Study: Health Plans Impose Access Restrictions on Orphan Drugs

This Tufts study has found that plans that restrict orphan drugs do so by narrowing the patient population who can receive them.

Health plans impose restrictions on orphan drugs in about 30% of their coverage decisions, according to a recent study in the journal PharmacoEconomics. These restrictions often go beyond the product’s label, narrowing the patient population who is eligible to receive therapy, lead author James D. Chambers, Ph.D., M.Pharm., said in an interview with Formulary Watch. Chambers is associate professor, Tufts Medical Center Institute for Clinical Research and Health Policy Studies, The Center for the Evaluation of Value and Risk in Health.

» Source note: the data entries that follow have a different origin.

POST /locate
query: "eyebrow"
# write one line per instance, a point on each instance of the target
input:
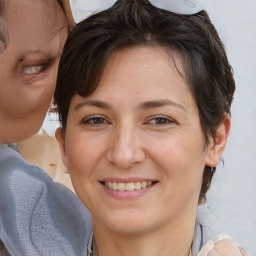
(94, 103)
(160, 103)
(143, 105)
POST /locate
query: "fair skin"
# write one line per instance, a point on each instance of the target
(139, 127)
(37, 31)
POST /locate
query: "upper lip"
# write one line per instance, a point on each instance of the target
(126, 180)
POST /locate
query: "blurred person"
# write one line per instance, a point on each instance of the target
(37, 216)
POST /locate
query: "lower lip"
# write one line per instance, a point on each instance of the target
(126, 195)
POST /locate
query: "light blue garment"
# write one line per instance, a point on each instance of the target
(37, 215)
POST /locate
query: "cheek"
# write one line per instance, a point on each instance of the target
(84, 151)
(179, 156)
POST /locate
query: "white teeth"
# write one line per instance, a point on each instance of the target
(137, 185)
(144, 184)
(115, 187)
(120, 186)
(131, 186)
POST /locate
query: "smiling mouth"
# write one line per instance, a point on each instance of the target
(130, 186)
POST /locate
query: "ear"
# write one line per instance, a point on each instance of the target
(61, 140)
(217, 144)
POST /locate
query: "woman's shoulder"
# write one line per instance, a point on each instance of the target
(222, 245)
(38, 216)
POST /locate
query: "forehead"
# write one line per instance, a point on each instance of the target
(38, 20)
(143, 69)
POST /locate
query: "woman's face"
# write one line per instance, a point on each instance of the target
(135, 148)
(37, 31)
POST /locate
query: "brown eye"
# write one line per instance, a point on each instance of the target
(95, 121)
(33, 69)
(160, 120)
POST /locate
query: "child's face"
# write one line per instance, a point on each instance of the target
(37, 31)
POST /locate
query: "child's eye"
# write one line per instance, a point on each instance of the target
(33, 69)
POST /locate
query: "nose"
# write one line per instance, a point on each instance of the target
(125, 149)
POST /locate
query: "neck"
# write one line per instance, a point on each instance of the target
(171, 239)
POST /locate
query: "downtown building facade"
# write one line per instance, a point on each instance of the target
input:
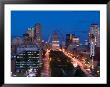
(26, 53)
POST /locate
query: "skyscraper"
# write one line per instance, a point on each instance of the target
(69, 38)
(37, 34)
(55, 41)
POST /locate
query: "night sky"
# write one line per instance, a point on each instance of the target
(76, 22)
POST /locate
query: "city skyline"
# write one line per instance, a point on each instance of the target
(64, 22)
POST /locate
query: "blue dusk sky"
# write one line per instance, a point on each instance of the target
(76, 22)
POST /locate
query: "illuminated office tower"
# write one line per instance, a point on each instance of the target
(94, 29)
(55, 41)
(37, 34)
(69, 38)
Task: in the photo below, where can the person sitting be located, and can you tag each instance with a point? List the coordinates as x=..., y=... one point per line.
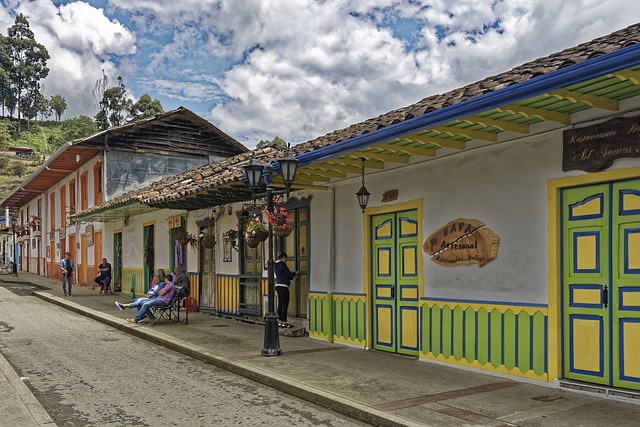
x=104, y=276
x=156, y=284
x=164, y=297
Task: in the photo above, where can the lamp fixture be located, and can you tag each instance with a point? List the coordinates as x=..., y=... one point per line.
x=363, y=194
x=254, y=172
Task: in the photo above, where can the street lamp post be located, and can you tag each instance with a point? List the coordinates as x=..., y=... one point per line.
x=254, y=171
x=13, y=223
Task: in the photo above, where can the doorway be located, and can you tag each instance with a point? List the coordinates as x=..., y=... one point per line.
x=600, y=283
x=395, y=254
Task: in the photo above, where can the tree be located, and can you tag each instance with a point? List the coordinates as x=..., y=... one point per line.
x=27, y=61
x=145, y=107
x=59, y=105
x=276, y=143
x=78, y=127
x=114, y=106
x=18, y=168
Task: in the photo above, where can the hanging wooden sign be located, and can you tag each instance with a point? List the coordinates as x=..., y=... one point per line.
x=462, y=242
x=594, y=148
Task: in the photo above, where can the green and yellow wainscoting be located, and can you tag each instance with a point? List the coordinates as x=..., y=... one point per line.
x=338, y=317
x=499, y=337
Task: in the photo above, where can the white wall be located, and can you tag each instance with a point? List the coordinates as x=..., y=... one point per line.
x=504, y=186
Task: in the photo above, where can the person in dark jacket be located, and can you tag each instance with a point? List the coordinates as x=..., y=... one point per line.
x=283, y=280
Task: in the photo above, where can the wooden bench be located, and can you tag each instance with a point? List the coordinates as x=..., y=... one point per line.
x=171, y=310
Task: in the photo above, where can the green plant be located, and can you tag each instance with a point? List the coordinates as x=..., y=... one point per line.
x=255, y=226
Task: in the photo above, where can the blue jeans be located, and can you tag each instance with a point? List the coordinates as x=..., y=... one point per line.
x=145, y=309
x=66, y=279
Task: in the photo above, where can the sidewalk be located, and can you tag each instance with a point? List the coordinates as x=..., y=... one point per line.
x=374, y=387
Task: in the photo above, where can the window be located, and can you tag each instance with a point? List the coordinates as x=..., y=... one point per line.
x=52, y=212
x=97, y=184
x=63, y=206
x=84, y=191
x=72, y=196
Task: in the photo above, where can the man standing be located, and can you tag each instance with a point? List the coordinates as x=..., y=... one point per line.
x=66, y=268
x=104, y=276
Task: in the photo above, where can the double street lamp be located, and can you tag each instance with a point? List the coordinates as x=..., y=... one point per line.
x=254, y=172
x=13, y=222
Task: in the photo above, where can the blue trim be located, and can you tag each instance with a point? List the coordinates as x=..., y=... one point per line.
x=379, y=250
x=578, y=234
x=410, y=287
x=502, y=338
x=531, y=343
x=475, y=349
x=621, y=195
x=464, y=334
x=586, y=70
x=621, y=292
x=626, y=234
x=468, y=301
x=621, y=351
x=573, y=217
x=379, y=226
x=600, y=320
x=610, y=289
x=489, y=336
x=572, y=303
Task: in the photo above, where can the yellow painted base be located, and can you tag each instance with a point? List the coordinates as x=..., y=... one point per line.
x=515, y=372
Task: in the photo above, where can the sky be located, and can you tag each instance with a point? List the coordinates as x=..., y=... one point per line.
x=298, y=69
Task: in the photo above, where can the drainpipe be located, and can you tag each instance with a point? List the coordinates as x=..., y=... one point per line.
x=328, y=312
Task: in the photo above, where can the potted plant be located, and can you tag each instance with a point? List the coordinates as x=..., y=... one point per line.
x=232, y=235
x=255, y=232
x=208, y=238
x=280, y=220
x=185, y=238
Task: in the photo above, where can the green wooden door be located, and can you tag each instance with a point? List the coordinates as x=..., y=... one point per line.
x=601, y=284
x=395, y=294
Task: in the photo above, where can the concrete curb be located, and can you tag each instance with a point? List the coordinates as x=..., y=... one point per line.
x=343, y=405
x=32, y=405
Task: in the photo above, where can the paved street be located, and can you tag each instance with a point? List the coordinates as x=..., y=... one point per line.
x=374, y=387
x=88, y=374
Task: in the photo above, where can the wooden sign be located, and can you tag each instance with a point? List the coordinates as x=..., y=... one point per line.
x=594, y=148
x=462, y=242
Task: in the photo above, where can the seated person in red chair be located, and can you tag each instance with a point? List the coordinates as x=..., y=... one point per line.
x=104, y=276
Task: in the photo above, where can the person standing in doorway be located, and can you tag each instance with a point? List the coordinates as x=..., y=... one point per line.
x=283, y=280
x=66, y=268
x=104, y=276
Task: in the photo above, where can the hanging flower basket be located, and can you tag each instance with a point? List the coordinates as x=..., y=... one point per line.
x=284, y=230
x=259, y=236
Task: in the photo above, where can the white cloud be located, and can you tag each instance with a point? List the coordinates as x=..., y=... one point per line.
x=299, y=69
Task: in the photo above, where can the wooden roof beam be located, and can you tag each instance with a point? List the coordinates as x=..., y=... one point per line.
x=552, y=116
x=593, y=101
x=469, y=133
x=500, y=124
x=411, y=150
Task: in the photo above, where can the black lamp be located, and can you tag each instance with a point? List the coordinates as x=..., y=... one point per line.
x=363, y=194
x=13, y=222
x=254, y=172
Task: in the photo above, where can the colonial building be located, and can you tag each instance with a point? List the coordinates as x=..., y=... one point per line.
x=501, y=233
x=91, y=171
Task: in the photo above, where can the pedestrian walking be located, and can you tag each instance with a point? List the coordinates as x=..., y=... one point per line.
x=66, y=268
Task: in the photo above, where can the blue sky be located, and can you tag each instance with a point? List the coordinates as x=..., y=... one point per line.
x=298, y=69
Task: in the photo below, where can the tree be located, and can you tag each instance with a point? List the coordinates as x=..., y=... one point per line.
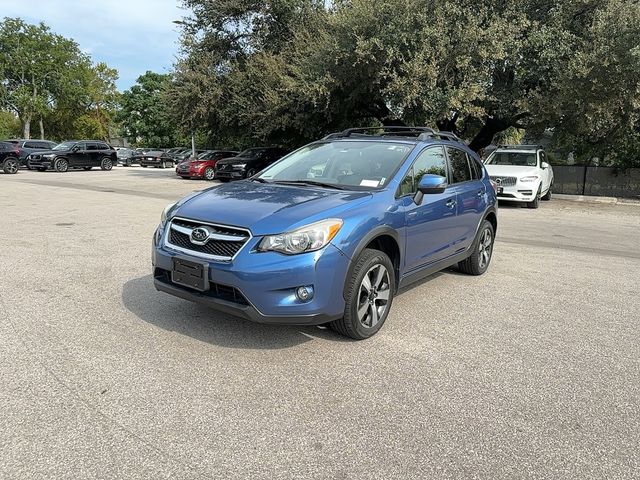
x=9, y=125
x=292, y=70
x=144, y=116
x=38, y=69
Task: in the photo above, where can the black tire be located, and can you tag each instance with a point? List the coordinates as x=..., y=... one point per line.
x=106, y=164
x=358, y=299
x=11, y=165
x=536, y=201
x=481, y=251
x=61, y=165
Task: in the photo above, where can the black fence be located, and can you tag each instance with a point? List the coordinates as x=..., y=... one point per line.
x=599, y=181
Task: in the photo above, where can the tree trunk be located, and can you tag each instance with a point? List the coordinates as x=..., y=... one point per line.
x=26, y=127
x=484, y=137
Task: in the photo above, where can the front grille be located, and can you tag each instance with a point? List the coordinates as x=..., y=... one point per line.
x=222, y=250
x=216, y=290
x=505, y=181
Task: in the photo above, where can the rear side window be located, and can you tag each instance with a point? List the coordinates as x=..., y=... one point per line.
x=430, y=161
x=460, y=171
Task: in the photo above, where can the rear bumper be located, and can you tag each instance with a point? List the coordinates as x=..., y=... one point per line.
x=231, y=174
x=261, y=286
x=248, y=312
x=519, y=193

These decisions, he said, have the impact of restricting access to orphan drugs. “The common restrictions are those based on patient subgroups, meaning that they're restricting access based on different clinical criteria than the trials,” he said.

Chambers is currently conducting a study to get insight into the clinical restrictions used by plans vs. the clinical criteria used in trials to approve a therapy.

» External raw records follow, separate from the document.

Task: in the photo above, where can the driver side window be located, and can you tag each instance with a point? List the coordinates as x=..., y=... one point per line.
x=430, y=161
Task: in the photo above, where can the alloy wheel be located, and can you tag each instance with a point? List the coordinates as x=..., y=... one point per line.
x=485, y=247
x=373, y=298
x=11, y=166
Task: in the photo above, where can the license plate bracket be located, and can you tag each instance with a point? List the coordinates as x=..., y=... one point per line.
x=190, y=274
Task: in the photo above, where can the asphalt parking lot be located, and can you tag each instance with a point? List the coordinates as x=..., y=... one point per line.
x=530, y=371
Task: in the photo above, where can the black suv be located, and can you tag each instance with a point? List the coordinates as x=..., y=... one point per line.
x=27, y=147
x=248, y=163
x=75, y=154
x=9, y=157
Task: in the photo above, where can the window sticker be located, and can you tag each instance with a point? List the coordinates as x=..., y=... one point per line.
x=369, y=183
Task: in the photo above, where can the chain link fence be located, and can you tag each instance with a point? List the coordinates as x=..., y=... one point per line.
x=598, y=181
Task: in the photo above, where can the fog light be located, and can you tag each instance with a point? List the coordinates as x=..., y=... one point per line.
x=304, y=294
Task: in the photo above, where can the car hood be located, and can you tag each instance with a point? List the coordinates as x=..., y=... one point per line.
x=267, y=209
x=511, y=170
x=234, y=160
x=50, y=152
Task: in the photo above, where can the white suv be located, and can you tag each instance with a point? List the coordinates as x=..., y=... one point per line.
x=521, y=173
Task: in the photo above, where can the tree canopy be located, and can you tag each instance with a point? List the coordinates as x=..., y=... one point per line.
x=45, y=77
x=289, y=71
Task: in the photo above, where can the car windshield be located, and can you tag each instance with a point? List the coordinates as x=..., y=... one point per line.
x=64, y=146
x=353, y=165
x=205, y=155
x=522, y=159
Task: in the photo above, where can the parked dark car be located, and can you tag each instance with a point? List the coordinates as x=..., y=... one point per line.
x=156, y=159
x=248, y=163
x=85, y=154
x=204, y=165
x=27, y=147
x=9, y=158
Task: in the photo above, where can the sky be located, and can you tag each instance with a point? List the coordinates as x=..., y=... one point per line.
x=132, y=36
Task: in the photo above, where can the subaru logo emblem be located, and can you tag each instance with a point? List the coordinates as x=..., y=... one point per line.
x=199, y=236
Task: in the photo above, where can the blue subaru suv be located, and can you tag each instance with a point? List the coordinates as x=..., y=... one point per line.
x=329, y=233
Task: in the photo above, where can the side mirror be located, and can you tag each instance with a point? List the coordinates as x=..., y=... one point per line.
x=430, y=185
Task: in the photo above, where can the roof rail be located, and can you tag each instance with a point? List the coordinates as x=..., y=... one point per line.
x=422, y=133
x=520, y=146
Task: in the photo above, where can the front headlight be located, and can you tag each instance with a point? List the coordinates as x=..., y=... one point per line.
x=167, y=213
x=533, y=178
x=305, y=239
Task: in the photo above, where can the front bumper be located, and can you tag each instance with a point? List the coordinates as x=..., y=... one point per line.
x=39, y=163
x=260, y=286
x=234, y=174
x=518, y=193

But health plans, he said, appear to be sensitive to cost-effectiveness. “We find that some things are associated with restricted coverage. Across studies, the higher the budget impact the product may have, the more likely health plans would restrict it. The better value for money, the more likely the drug will be covered by health plans.”

In the current study, Chambers and his colleagues assessed commercial health plan coverage decisions for orphan drugs, as well as cost-effectiveness estimates from the Tufts Medical Center Cost-Effectiveness Analysis Registry and the Institute for Clinical and Economic Review’s value assessments.

They found that plans restricted drug coverage in 29.7% of decisions. Plans were more likely to restrict drugs with incremental cost-effectiveness ratios about $50,000 per quality-adjusted life-year (QALY) compared with drugs that had incremental cost-effectiveness ratios of less than $50,000 per QALY. Investigators pointed out, however that the cost-effectiveness data was only available for a minority of the drugs in the sample.

“Seventy percent of the time, the health plans are covering for the same patient population as the FDA approved the product,” Chamber said. “It is encouraging that plans are giving more generous access to products that are more cost-effective and offer greater value for money.”

Investigators also found that plans covered cancer treatments and those without therapeutic alternatives more generously. Plans covered drugs more generously the longer they were on the market. Plans more often imposed restrictions on FDA expedited drugs.

“Accelerated approval is often based on a surrogate endpoint, not a hard clinical end point,” Chambers said. “Health plans are a little bit reticent to cover the product generously. It could be that they are less comfortable with approving the product based on the surrogate end point. There is also the evidence showing the products that the FDA expedites are more likely to be assigned a black box safety warning or even removed from the market. Health plans are just more cautious with those products.”

Chambers said another ongoing study is assessing plans’ coverage of expedited drug approvals. This study is looking at four FDA expedited review programs: breakthrough therapy, priority review, accelerated approval and fast track. “These programs have different criteria for eligibility and have different benefits. For instance, accelerated approval is based on the surrogate end point, not a hard clinical end point,” he said.

Chambers pointed out that the current study didn’t take into account patient cost-sharing, which can be an important factor in access.